AI robot to defend a human? DoNotPay says its robot lawyer can deliver the arguments a defendant needs
“Fight corporations, beat bureaucracy, and sue anyone at the press of a button”, reads the homepage of DonotPay App, an AI company that develops legal services chatbots. The caption describes what its new bot and what it can do. They have developed an AI Robot to defend a human in court. It is literally a kind of digital lawyer that can be loaded into your very favourite hand held device. A defendant in a court proceeding can take its help in suggesting the right arguments and win the case. It will take up a case in February as legal assistant to help the defendant fight the case for traffic tickets. The AI lawyer assistant will hear the arguments in real time and deliver the counter arguments through a headphone. The defendant will only say what his robot lawyer suggests him. The company is so confident of its product that it promised to cover all the fines should the case goes in other direction.

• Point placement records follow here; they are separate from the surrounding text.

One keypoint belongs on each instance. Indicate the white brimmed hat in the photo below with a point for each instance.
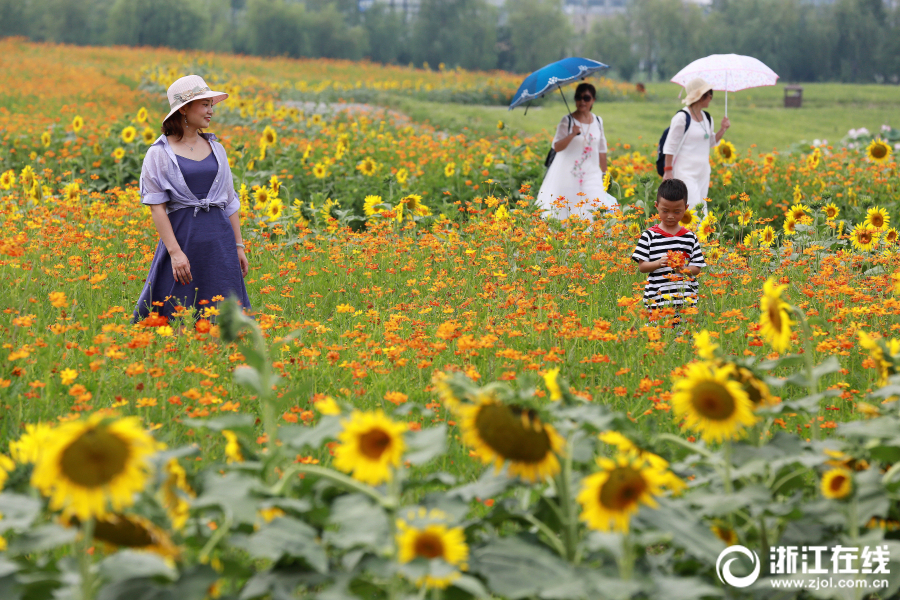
(188, 89)
(695, 90)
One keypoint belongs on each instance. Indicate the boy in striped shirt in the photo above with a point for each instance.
(669, 254)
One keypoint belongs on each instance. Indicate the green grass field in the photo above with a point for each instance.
(757, 116)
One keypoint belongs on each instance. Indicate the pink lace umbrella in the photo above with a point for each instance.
(728, 73)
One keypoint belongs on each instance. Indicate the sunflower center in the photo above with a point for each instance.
(123, 532)
(713, 401)
(624, 488)
(837, 483)
(775, 316)
(513, 433)
(429, 545)
(95, 458)
(374, 443)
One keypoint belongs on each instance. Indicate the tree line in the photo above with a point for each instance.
(843, 40)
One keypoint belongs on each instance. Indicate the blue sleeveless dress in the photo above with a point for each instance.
(207, 239)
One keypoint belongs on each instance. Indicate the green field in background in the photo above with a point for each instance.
(757, 116)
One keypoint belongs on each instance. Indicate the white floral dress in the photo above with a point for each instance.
(573, 185)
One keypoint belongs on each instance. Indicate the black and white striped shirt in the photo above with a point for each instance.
(664, 286)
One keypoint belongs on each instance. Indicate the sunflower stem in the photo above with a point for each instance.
(626, 563)
(567, 501)
(681, 442)
(221, 531)
(809, 358)
(85, 559)
(348, 483)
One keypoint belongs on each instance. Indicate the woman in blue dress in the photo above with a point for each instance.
(186, 181)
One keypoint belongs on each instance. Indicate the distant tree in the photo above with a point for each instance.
(387, 30)
(539, 33)
(172, 23)
(456, 33)
(12, 18)
(331, 37)
(860, 29)
(610, 42)
(276, 28)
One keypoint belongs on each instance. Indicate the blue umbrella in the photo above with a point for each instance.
(554, 75)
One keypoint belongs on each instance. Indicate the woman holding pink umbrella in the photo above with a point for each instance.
(691, 136)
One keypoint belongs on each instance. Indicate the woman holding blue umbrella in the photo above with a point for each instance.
(573, 185)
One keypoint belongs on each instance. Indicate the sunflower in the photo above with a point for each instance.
(864, 237)
(798, 211)
(726, 152)
(883, 353)
(128, 134)
(812, 161)
(370, 444)
(370, 203)
(274, 209)
(175, 494)
(706, 348)
(88, 464)
(7, 465)
(757, 389)
(413, 203)
(552, 383)
(712, 403)
(707, 228)
(233, 452)
(425, 535)
(28, 448)
(878, 151)
(689, 219)
(790, 226)
(72, 192)
(7, 179)
(725, 533)
(501, 433)
(269, 136)
(367, 167)
(262, 197)
(774, 318)
(837, 483)
(135, 533)
(877, 218)
(610, 497)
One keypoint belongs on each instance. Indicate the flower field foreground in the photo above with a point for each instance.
(439, 393)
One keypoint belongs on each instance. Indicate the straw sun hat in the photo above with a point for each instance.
(695, 90)
(188, 89)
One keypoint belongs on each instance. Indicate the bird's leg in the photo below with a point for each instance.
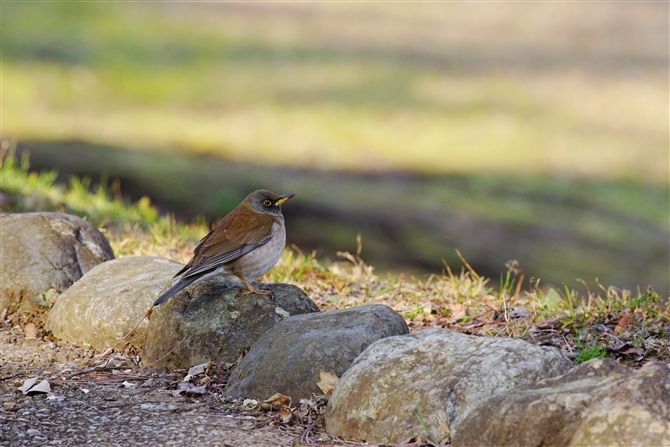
(252, 289)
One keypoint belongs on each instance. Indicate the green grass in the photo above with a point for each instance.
(582, 323)
(131, 227)
(593, 351)
(351, 86)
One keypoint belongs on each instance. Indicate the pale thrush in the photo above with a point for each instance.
(242, 247)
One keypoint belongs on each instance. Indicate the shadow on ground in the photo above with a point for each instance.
(558, 228)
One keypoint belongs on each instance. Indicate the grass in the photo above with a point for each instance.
(349, 86)
(631, 325)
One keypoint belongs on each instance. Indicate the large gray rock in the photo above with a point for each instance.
(286, 359)
(599, 403)
(218, 321)
(108, 301)
(41, 251)
(436, 376)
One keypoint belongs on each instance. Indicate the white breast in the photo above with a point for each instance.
(258, 262)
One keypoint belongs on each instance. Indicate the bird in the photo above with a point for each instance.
(244, 245)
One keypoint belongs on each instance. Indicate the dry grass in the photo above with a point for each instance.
(632, 325)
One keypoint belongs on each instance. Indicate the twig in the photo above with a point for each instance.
(305, 436)
(170, 351)
(133, 329)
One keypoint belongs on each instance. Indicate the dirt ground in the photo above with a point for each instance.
(109, 400)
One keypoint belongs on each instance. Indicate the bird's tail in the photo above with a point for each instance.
(172, 290)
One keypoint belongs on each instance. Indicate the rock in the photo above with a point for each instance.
(436, 376)
(286, 359)
(218, 321)
(598, 403)
(42, 251)
(108, 301)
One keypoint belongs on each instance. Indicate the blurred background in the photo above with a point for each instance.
(535, 132)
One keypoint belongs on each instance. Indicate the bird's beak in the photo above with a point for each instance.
(284, 198)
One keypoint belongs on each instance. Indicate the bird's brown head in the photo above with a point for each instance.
(265, 201)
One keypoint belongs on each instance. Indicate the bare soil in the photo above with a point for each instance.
(109, 400)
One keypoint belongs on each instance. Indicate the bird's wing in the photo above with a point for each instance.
(236, 235)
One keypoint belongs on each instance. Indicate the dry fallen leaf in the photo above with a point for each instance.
(286, 414)
(279, 400)
(30, 387)
(189, 388)
(327, 381)
(31, 331)
(27, 384)
(520, 312)
(197, 369)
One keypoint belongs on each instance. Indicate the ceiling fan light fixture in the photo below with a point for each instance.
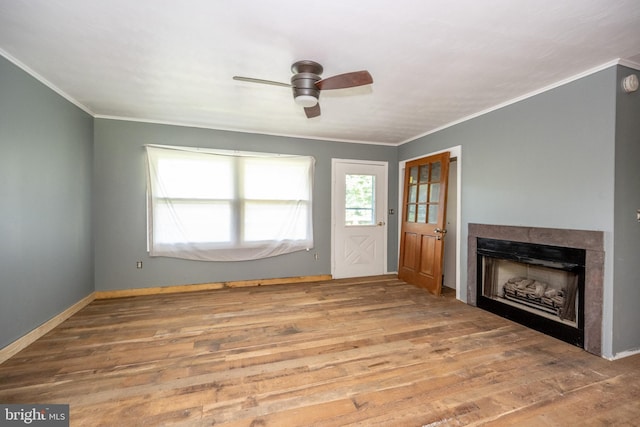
(306, 101)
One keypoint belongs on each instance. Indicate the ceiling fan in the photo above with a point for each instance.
(307, 84)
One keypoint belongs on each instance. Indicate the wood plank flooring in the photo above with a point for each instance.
(370, 351)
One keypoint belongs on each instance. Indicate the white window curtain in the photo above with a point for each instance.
(213, 205)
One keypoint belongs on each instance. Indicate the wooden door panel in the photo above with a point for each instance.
(427, 261)
(409, 260)
(423, 222)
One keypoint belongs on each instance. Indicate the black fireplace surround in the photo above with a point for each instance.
(589, 316)
(556, 309)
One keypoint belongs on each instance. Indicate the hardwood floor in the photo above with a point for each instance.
(370, 351)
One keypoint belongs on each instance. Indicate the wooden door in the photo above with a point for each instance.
(423, 222)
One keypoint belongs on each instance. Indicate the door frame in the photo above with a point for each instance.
(385, 208)
(453, 152)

DoNotPay was launched in 2015 by Joshua Browder, a Stanford University Computer Science grad, as a chatbot that can help with giving legal advice in cases such as paying late fees and fines. It slowly evolved into an AI based application in 2020. He said it is a well trained tool that took pretty long time to learn the nuances of law, procedures and the wide range of topics. He said they took all sort of measures to make the app only spell arguments based on facts. “We’re trying to minimize our legal liability. And it’s not good if it actually twists facts and is too manipulative”, said Browder. Like a seasoned lawyer, it knows how not to react to everything that transacts in the court. It listens the arguments first and only then delivers the instructions. Browder opines it has potential for giving lawyers a run for their money. He adds, “It’s all about language, and that’s what lawyers charge hundreds or thousands of dollars an hour to do,” he said.
Explaining how the app works, he says, the AI robot asks for the central issue, looks for a loophole in the law and converts it into a litigation and send it to the concerned organization or upload to a website. He says, the lawyers who would be arguing for human rights; but the fact remains that most of them are doing copy-pasting documents, and they would replaced by legal bots in future. The AI bots provide sound legal advice doesn’t exclude the possibility that they can go rogue. DoNotPays AI bot is only in the experimental stage and if such bots take charge or even remotely help in legal processes, there will be huge implications in the form of liability and compensation.